Ga direct naar de inhoud Ga direct naar de footer

KG:202:2023:10 Fiscaal partnerschap bij pleegkind

Aanleiding

X en Y zijn ongehuwd samenwonenden. Zij staan beiden met een minderjarig pleegkind op hetzelfde woonadres in de basisregistratie personen (hierna: BRP) ingeschreven. X en Y zijn geen (eerstelijns) bloedverwant of aanverwant in de eerste lijn van het kind.

Vraag

Zijn X en Y op grond van artikel 1.2, eerste lid, onderdeel e, van de Wet inkomstenbelasting 2001 (hierna: Wet IB 2001) fiscale partners?

Ter informatie! 

N.B.: X en Y voldoen niet aan de andere voorwaarden voor fiscaal partnerschap (bijvoorbeeld een notarieel samenlevingscontract). 

Antwoord

Ja, mits sprake is van een pleegkind in de zin van artikel 1.4 Wet IB 2001. Daarvoor moet zijn voldaan aan de opvoed- en onderhoudseis.

Beschouwing

Op grond van artikel 1.2, eerste lid, onderdeel e, Wet IB 2001 zijn ook ongehuwd samenwonenden die op hetzelfde woonadres in de BRP staan ingeschreven fiscale partners als op dat woonadres ook een minderjarig kind van ten minste één van beiden is ingeschreven. 

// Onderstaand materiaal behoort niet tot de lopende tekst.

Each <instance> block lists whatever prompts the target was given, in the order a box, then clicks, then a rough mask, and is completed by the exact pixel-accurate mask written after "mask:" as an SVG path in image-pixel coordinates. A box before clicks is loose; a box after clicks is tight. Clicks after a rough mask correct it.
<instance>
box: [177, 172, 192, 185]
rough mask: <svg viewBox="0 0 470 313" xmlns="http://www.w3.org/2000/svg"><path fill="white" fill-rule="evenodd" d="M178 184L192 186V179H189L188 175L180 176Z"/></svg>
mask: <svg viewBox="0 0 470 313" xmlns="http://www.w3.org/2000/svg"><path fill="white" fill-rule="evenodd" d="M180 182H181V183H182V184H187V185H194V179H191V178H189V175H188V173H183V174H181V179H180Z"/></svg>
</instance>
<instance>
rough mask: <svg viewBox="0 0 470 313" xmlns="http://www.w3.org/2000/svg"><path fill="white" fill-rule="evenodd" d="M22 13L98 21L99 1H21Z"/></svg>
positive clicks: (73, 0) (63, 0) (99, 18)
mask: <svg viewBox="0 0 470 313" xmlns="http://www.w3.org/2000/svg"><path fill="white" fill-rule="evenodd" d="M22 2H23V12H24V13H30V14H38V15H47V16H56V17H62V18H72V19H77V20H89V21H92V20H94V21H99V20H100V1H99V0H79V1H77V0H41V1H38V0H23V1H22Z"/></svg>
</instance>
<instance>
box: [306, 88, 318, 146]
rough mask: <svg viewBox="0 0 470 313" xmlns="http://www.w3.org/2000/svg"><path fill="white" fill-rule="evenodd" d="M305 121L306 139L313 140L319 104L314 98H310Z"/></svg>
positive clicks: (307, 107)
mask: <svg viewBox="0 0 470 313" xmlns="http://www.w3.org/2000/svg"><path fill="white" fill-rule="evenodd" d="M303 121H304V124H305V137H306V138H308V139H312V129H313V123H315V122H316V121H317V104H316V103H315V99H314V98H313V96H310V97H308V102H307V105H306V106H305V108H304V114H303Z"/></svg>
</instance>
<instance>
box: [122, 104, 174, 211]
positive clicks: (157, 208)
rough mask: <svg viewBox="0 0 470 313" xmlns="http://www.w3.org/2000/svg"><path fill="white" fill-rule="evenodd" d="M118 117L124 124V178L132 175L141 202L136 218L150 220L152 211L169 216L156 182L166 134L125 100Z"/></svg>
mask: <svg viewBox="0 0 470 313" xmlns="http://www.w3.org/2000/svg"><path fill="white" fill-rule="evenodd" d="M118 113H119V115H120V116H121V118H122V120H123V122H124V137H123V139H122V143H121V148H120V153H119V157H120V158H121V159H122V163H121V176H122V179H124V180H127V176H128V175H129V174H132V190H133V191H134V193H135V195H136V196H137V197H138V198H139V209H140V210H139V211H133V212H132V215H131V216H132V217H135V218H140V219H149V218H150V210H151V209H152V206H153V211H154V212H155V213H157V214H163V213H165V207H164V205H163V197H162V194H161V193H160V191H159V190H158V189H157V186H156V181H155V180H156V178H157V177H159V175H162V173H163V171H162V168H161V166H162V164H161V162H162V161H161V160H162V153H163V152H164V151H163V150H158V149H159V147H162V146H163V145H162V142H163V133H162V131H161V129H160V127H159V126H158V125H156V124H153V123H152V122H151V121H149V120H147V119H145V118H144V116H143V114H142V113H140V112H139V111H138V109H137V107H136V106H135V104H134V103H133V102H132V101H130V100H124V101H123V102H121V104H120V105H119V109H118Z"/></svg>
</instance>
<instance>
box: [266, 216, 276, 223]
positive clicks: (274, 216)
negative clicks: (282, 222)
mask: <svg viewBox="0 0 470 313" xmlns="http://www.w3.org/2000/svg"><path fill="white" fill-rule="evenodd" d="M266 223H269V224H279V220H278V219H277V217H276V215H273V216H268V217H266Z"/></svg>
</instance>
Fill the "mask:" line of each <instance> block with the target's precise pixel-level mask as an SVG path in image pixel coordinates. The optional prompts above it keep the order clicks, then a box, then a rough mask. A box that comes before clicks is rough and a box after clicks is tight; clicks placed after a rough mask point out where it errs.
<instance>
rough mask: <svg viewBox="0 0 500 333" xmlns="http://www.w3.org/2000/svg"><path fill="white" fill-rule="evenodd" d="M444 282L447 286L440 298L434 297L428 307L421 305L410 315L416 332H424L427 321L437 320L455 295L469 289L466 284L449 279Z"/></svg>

Onder kind wordt in de Wet IB 2001 mede verstaan een pleegkind als bedoeld in artikel 1.4 Wet IB 2001. Dit blijkt uit de wettekst van artikel 1.4 Wet IB 2001 waarin is opgenomen:

“Voor toepassing van deze wet en de daarop rustende bepalingen wordt onder kind mede verstaan een pleegkind, (…)”.

In de parlementaire geschiedenis is opgenomen dat de gelijkstelling van een pleegkind met een kind ertoe leidt dat in de wetsbepalingen die van toepassing zijn op kinderen en pleegkinderen, kan worden volstaan met het vermelden van het begrip kind (MvT, Kamerstukken II 1998/99, 26 727, nr. 3, p. 75–76).

Met toepassing van artikel 1.4 jo. artikel 1.2, eerste lid, onderdeel e, Wet IB 2001 kan dus ook fiscaal partnerschap ontstaan wanneer een minderjarig pleegkind van ten minste één van beiden op hetzelfde woonadres in de BRP staat ingeschreven.

Tijdens de parlementaire behandeling is de vraag gesteld welke definitie de regering hanteert voor het begrip pleegkind. Hierop is geantwoord dat het begrip pleegkind een begrip is dat ook al in de Wet op de inkomstenbelasting 1964 voorkwam en dat dit begrip is ingevuld door jurisprudentie. Verder is geantwoord dat met dat begrip in de Wet IB 2001 geen wijziging is beoogd (Kamerstukken II 1999/2000, 26 727, nr. 7, p. 443).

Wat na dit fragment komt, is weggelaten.